For patients who survive critical illness and intensive care unit (ICU) treatment, the experience may constitute a lasting psychological trauma. Research on ICU survivors indicates that many continue to experience PTSD symptoms after discharge, which are associated with memory gaps, traumatic recollections, and specific physiological or treatment-related factors encountered during ICU hospitalization (Parker et al., 2015). Notably, elevated rates of anxiety, depression, and PTSD persist up to one year following ICU discharge (Hatch et al., 2018).
Childbirth may also represent a traumatic experience for some women. Prenatal depressive symptoms, intense fear of childbirth, pregnancy-related complications, pre-existing PTSD, or prior engagement in psychological counseling strongly predict the development of childbirth-related PTSD in the postpartum period (Ayers et al., 2016).

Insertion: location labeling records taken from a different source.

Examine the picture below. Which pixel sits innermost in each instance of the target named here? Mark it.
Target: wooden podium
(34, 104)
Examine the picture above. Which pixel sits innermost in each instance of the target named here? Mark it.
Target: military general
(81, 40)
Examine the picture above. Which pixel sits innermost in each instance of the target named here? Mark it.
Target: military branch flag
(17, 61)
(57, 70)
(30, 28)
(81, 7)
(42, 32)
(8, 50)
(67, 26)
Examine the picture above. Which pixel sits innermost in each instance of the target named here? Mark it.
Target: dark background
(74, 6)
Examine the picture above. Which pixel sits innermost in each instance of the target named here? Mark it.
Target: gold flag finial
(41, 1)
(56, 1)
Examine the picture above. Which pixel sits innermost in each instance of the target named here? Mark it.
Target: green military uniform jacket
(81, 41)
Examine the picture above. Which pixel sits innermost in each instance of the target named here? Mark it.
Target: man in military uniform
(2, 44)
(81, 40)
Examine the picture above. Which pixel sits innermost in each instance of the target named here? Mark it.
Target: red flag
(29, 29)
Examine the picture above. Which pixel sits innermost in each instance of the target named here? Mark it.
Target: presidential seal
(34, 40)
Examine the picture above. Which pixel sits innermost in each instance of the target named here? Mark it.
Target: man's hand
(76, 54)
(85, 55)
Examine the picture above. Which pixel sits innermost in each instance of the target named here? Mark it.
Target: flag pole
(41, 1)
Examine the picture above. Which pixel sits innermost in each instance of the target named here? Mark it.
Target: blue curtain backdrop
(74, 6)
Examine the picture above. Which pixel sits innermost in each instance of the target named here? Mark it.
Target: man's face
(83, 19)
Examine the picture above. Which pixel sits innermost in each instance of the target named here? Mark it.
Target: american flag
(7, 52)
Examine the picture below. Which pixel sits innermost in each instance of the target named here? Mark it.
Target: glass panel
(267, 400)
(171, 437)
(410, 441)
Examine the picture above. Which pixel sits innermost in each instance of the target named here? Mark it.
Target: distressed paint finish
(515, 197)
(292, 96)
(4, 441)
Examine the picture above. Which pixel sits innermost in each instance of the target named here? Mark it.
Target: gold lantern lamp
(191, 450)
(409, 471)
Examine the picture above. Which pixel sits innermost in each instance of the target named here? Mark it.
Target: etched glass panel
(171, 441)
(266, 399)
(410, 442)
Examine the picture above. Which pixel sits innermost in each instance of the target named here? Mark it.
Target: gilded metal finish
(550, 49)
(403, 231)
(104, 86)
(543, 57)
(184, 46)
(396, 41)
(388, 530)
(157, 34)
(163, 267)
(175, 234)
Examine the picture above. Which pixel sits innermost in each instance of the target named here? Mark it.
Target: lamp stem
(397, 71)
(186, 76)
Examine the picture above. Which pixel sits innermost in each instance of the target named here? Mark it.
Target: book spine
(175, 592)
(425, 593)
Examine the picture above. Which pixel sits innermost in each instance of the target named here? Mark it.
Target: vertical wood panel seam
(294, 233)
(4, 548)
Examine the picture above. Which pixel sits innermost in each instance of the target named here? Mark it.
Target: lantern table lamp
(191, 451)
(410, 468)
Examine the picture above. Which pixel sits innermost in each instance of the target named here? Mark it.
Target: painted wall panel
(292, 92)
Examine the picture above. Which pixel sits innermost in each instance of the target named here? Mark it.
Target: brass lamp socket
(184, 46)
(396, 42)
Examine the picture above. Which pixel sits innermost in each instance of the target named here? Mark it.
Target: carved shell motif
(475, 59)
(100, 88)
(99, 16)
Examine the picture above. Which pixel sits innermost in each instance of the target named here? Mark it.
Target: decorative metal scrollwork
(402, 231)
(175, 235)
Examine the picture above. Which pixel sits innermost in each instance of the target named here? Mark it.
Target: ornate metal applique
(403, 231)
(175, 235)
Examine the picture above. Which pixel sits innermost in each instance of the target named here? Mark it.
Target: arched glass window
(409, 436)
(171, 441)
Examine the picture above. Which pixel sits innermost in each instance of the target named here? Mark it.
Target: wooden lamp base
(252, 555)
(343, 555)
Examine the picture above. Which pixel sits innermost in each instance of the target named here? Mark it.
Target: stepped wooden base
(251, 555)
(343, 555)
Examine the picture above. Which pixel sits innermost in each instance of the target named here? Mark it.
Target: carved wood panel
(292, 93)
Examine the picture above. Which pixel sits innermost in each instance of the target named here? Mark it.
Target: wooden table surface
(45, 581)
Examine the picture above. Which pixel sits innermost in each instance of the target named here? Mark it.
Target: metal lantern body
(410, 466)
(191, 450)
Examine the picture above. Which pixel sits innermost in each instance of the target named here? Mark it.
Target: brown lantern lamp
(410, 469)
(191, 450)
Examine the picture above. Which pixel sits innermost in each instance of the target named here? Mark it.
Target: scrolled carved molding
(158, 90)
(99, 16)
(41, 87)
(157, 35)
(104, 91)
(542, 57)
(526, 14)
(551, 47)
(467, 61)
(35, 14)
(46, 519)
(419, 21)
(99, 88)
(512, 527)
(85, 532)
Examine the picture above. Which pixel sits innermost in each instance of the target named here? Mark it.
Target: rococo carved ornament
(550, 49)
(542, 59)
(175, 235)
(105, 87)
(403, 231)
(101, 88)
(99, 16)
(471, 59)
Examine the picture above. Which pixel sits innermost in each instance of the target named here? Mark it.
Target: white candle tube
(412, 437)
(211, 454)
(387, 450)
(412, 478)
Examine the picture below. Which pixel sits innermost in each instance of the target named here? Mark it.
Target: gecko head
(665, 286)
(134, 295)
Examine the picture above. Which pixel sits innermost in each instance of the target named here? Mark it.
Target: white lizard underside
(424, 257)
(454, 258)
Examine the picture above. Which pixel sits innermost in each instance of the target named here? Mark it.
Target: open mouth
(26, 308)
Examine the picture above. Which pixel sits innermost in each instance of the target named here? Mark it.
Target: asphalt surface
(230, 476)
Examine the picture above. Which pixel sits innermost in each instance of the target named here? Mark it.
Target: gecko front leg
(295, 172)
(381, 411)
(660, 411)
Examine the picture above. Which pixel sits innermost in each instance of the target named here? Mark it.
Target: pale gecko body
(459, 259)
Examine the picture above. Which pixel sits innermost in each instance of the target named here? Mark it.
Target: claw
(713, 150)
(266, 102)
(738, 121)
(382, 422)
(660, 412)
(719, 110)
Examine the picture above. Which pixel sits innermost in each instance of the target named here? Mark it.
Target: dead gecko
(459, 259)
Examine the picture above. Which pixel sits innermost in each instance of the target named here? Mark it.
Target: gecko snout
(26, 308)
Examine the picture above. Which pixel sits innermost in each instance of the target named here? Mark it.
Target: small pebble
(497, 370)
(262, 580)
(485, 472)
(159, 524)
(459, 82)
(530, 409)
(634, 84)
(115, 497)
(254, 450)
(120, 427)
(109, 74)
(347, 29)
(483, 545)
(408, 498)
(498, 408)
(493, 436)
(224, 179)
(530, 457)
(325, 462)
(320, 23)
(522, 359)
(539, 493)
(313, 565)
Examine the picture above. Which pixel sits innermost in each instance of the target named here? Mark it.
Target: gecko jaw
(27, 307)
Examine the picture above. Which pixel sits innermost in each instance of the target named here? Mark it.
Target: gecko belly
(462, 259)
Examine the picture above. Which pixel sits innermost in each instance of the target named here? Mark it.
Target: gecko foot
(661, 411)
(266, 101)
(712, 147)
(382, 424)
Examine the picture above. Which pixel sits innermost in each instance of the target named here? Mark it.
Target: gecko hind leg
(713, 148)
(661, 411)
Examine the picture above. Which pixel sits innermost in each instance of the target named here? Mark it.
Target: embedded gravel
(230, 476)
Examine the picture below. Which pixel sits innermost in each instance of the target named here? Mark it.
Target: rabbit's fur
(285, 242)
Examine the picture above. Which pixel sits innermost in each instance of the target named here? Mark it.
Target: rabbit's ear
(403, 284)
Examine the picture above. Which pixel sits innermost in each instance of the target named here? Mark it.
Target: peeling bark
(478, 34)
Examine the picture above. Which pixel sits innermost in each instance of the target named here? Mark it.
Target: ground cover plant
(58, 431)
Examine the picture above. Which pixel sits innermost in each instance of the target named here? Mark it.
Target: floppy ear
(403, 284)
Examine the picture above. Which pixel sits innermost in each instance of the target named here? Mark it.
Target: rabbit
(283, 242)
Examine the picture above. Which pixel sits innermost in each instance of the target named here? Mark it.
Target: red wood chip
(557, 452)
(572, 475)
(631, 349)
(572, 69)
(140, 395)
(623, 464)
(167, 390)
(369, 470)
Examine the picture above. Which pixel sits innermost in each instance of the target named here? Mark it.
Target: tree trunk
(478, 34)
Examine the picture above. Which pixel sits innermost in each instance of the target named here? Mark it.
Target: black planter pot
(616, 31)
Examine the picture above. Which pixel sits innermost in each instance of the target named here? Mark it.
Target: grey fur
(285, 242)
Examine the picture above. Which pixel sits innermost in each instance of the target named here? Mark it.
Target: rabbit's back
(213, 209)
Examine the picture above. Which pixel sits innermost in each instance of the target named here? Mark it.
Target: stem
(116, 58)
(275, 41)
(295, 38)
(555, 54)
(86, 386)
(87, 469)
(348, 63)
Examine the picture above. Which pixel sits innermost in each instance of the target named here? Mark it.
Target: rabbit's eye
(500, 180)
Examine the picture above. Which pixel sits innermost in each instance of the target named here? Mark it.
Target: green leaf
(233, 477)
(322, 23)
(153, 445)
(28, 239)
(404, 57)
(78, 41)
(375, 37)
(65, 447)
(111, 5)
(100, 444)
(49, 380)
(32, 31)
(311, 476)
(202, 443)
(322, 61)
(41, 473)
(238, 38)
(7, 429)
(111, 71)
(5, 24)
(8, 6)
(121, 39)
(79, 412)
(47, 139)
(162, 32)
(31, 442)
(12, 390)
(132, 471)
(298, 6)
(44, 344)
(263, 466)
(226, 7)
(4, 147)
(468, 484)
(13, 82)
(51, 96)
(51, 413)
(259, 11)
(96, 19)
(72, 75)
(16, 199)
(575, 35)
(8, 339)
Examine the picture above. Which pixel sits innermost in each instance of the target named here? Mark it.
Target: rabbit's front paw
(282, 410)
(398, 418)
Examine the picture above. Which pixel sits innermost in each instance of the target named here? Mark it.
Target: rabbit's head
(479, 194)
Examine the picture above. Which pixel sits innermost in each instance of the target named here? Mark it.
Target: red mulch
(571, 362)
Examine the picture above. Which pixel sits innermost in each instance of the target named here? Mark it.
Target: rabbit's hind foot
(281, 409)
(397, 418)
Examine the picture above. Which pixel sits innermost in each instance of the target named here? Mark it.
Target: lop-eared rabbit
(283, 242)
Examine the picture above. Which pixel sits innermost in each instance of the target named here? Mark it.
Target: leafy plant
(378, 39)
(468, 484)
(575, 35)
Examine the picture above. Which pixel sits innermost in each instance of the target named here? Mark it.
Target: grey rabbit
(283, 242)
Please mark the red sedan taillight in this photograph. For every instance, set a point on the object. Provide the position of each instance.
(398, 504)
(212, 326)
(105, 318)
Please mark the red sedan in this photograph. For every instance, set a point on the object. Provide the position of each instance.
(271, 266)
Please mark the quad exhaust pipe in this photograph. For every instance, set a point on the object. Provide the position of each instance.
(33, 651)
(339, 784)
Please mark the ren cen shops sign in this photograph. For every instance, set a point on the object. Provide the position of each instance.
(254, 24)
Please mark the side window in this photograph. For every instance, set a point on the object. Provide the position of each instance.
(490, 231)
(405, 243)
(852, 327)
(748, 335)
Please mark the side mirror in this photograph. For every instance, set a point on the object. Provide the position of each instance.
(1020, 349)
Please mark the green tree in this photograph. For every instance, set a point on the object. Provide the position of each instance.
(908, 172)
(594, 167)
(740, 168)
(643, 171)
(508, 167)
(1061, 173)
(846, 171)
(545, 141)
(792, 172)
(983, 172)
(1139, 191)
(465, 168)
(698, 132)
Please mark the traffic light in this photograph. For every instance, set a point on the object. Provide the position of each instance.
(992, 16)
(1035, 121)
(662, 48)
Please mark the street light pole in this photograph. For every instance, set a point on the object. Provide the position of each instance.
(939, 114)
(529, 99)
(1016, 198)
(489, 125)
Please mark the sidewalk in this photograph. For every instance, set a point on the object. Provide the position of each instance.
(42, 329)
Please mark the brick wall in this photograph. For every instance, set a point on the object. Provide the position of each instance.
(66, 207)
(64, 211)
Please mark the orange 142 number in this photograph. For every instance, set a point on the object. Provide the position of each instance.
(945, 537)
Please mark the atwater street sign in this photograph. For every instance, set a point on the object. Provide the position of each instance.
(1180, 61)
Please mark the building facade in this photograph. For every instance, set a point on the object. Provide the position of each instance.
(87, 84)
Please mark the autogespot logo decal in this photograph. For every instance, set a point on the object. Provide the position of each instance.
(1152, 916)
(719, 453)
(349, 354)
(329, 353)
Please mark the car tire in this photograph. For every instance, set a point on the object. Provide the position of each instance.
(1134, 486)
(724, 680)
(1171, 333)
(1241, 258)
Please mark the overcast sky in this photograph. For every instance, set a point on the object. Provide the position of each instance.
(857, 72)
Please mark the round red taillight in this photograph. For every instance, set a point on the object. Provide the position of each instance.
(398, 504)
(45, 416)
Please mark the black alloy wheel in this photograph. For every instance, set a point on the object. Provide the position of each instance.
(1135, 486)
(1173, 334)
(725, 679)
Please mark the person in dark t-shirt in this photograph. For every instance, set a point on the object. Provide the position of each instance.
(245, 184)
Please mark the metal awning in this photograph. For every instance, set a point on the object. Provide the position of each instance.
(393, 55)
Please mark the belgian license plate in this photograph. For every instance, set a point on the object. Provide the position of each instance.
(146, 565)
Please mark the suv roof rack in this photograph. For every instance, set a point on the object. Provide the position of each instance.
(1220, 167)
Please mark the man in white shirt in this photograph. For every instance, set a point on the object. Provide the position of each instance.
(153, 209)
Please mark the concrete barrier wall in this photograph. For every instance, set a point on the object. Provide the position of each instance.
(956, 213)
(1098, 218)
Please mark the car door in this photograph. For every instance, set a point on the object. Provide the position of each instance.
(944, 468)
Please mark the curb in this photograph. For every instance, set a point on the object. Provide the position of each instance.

Among military veterans, traumatic brain injury (TBI) has been identified as a potential contributor to the development of psychogenic nonepileptic seizures (PNES). Mild TBI is highly associated with PNES diagnoses, and PTSD may play a critical moderating role in the progression from TBI exposure to PNES manifestation among veterans (Salinsky et al., n.d.).
2.5 Emerging Trends in PTSD Treatment
In the treatment of PTSD, cognitive behavioral therapies (CBT), particularly Prolonged Exposure (PE) and Cognitive Processing Therapy (CPT), are widely regarded as gold-standard interventions. Nevertheless, ongoing research continues to explore novel therapeutic approaches, as a substantial proportion of patients do not achieve full remission following first-line treatments (Burback et al., 2024).
Mindfulness-based interventions have been studied as adjunctive or alternative treatments for PTSD, though meta-analyses indicate mixed outcomes and variability in the quality and types of interventions reviewed (Mindfulness-Based Interventions for Psychological Trauma and Posttraumatic Stress Disorder (PTSD), 2025). Approaches such as mindfulness-based stress reduction and mindfulness-based cognitive therapy demonstrate relatively low dropout rates and moderate to large treatment effects in PTSD populations. Mindfulness interventions may provide therapeutic benefits by regulating emotional under- or over-modulation, processes central to PTSD symptomatology. Additionally, these interventions may facilitate the restoration of large-scale brain network connectivity, including interactions among the default mode network, central executive network, and salience network (Boyd et al., 2018).